А вот такие речи ему уже доводилось слышать раньше.

– Я говорю это не только для того, чтобы доставить вам удовольствие. Я действительно считаю, что Брайан в этом деле – самый главный.

– А Линдси может проваливать к черту, – презрительно фыркнула она.

– Я этого не говорил.

– А вам и не нужно. Так почему бы вам самому не пойти к черту, Джек?

– С чего это вдруг?

– Потому что вы ведете себя так, словно мне больше не к кому обратиться. Я вам не какая-то забитая супруга, которая следовала за мужем по всему миру, переезжая с одной военной базы на другую. Я встретила нескольких очень интересных людей – людей, которых я назвала бы друзьями. – Она вынула из сумочки сотовый телефон и начала просматривать список абонентов в адресной книге. – Вот, взгляните, пожалуйста, – сказала она, демонстрируя Джеку цифры и фамилии. – Я могла бы позвонить Джейми Даттон. Она работает в Государственном департаменте. Нэнси Милама. Она замужем за Тони Милама, председателем Объединенного комитета начальников штабов. Вот такие люди. Я могу позвонить им, если понадобится. Они мне помогут.

– Ну, так позвоните.

– А я не хочу им звонить. Я обратилась к вам только потому, что решила: эта работа как раз для вас. Я подумала, что вы сможете сделать доброе дело, противостоять такому человеку, как Алехандро Пинтадо, и выяснить, кто на самом деле убил приемного отца вашего сына. Но выясняется, что у вас не хватает смелости даже на то, чтобы отыскать собственные яйца.

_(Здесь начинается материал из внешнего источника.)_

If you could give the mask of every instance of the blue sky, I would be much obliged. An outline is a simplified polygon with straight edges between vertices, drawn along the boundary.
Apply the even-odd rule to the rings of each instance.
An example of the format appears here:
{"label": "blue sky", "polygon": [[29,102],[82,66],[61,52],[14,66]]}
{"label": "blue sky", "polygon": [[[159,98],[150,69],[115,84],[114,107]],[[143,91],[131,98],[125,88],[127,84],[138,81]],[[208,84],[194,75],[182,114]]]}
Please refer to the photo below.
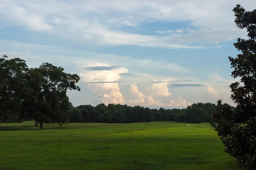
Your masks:
{"label": "blue sky", "polygon": [[232,11],[241,1],[223,2],[0,0],[0,54],[79,74],[81,91],[68,93],[75,106],[233,105],[227,56],[247,34]]}

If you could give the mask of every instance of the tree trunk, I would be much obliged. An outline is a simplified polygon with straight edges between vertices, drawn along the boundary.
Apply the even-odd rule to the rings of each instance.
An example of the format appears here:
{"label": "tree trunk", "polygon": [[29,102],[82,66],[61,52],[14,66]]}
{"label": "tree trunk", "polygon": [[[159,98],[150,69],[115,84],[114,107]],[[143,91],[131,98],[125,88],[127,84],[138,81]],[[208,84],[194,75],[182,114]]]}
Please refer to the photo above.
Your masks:
{"label": "tree trunk", "polygon": [[44,129],[44,123],[43,123],[43,121],[41,121],[39,123],[40,124],[40,129]]}

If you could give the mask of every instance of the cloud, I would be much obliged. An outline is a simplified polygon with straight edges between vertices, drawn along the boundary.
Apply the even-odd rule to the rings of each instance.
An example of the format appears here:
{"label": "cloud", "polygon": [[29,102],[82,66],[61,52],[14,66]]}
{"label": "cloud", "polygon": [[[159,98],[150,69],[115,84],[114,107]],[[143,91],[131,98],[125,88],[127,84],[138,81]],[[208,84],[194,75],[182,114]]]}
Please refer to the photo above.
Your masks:
{"label": "cloud", "polygon": [[209,85],[207,87],[207,91],[213,96],[218,96],[216,91],[215,91],[215,89],[214,89],[214,88],[213,88],[212,85]]}
{"label": "cloud", "polygon": [[153,83],[161,83],[165,82],[191,82],[193,80],[176,80],[172,81],[155,81],[152,82]]}
{"label": "cloud", "polygon": [[185,87],[204,87],[201,84],[173,84],[170,85],[172,88],[182,88]]}
{"label": "cloud", "polygon": [[85,82],[85,83],[88,84],[97,84],[97,83],[118,83],[122,82],[121,81],[114,81],[113,82]]}
{"label": "cloud", "polygon": [[85,67],[87,70],[99,71],[99,70],[113,70],[113,69],[119,68],[120,67],[117,66],[95,66]]}
{"label": "cloud", "polygon": [[155,94],[155,95],[162,96],[171,96],[172,94],[169,92],[167,83],[153,83],[148,89]]}
{"label": "cloud", "polygon": [[132,74],[131,74],[131,73],[119,73],[119,74],[121,75],[132,75]]}
{"label": "cloud", "polygon": [[[246,35],[246,31],[236,28],[233,22],[231,9],[239,3],[238,0],[227,0],[224,3],[220,0],[211,0],[207,4],[204,2],[132,0],[128,4],[125,0],[100,3],[81,0],[70,3],[64,0],[44,2],[29,0],[20,3],[18,0],[4,0],[0,6],[0,22],[4,27],[22,27],[69,42],[97,46],[132,45],[201,49],[218,47],[215,44]],[[243,4],[248,10],[253,9],[255,5],[256,2],[252,0]],[[89,17],[92,16],[94,17]],[[154,22],[186,23],[187,28],[171,31],[173,34],[167,35],[142,34],[122,29]]]}
{"label": "cloud", "polygon": [[181,99],[180,96],[175,100],[170,99],[169,105],[169,106],[186,107],[191,105],[191,102],[187,102],[186,100]]}
{"label": "cloud", "polygon": [[156,31],[156,32],[159,34],[166,34],[173,32],[174,30],[167,30],[167,31]]}

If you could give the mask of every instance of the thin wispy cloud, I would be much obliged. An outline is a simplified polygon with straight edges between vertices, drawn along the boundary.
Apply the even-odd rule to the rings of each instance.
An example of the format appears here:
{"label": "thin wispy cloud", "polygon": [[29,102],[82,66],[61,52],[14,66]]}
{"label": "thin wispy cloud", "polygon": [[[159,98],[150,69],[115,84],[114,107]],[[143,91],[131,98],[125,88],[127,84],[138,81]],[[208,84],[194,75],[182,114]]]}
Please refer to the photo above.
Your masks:
{"label": "thin wispy cloud", "polygon": [[233,41],[247,35],[234,23],[239,0],[0,1],[0,54],[78,74],[75,105],[215,102],[235,81],[223,56],[236,56]]}

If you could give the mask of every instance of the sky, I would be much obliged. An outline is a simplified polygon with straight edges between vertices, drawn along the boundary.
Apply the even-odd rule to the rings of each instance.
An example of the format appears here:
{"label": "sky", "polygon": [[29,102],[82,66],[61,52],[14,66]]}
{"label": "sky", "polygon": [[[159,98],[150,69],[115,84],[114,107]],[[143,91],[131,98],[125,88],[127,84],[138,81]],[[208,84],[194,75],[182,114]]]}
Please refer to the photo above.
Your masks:
{"label": "sky", "polygon": [[0,0],[0,55],[80,77],[76,106],[234,104],[228,56],[246,38],[232,11],[254,0]]}

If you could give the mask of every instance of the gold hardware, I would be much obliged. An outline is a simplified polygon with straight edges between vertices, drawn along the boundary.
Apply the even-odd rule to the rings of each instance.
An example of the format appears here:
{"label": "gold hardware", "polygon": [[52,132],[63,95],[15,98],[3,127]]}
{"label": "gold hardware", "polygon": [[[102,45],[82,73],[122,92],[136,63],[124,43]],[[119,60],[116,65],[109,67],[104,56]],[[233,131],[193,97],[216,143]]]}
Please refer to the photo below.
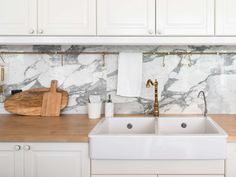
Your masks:
{"label": "gold hardware", "polygon": [[166,66],[166,64],[165,64],[165,55],[163,55],[163,57],[162,57],[162,67],[165,67]]}
{"label": "gold hardware", "polygon": [[106,62],[105,62],[105,55],[106,53],[102,53],[102,66],[105,67],[106,66]]}
{"label": "gold hardware", "polygon": [[61,54],[61,66],[64,66],[64,55]]}
{"label": "gold hardware", "polygon": [[158,82],[157,79],[155,79],[155,81],[153,82],[151,79],[148,79],[147,83],[146,83],[146,87],[150,88],[151,86],[155,87],[155,92],[154,92],[154,108],[153,108],[153,115],[155,117],[159,117],[159,104],[158,104]]}

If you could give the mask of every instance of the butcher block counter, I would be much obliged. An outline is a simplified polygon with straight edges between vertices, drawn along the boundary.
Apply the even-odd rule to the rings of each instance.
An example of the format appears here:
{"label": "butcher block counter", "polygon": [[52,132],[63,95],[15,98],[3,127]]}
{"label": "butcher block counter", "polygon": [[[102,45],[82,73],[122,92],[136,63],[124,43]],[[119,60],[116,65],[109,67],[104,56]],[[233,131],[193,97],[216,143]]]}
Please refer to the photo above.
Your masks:
{"label": "butcher block counter", "polygon": [[[228,142],[236,142],[236,115],[210,115],[210,117],[228,133]],[[88,119],[87,115],[63,115],[52,118],[2,114],[0,142],[86,143],[89,132],[98,121],[99,119]]]}
{"label": "butcher block counter", "polygon": [[0,142],[88,142],[88,134],[98,121],[87,115],[0,115]]}

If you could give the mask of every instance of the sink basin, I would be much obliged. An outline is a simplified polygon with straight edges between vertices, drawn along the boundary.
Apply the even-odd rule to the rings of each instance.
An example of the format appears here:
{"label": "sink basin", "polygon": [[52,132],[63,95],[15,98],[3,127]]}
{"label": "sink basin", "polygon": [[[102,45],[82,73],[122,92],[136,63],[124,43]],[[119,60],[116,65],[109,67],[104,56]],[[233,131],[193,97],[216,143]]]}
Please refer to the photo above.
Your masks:
{"label": "sink basin", "polygon": [[155,134],[155,118],[110,118],[103,119],[90,134]]}
{"label": "sink basin", "polygon": [[91,159],[225,159],[227,135],[210,117],[116,117],[89,134]]}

Он попытался обуздать свой гнев, попытался напомнить себе, что перед ним сидит женщина, которую обвиняют в убийстве отца ее сына. Но он не был Иовом.

– Линдси, или прямо сейчас вы возьмете себя в руки, или мы с вами расстанемся.

Она взглянула на него, и в ее глазах отразилась целая буря чувств. Гнев. Разочарование. Снова гнев.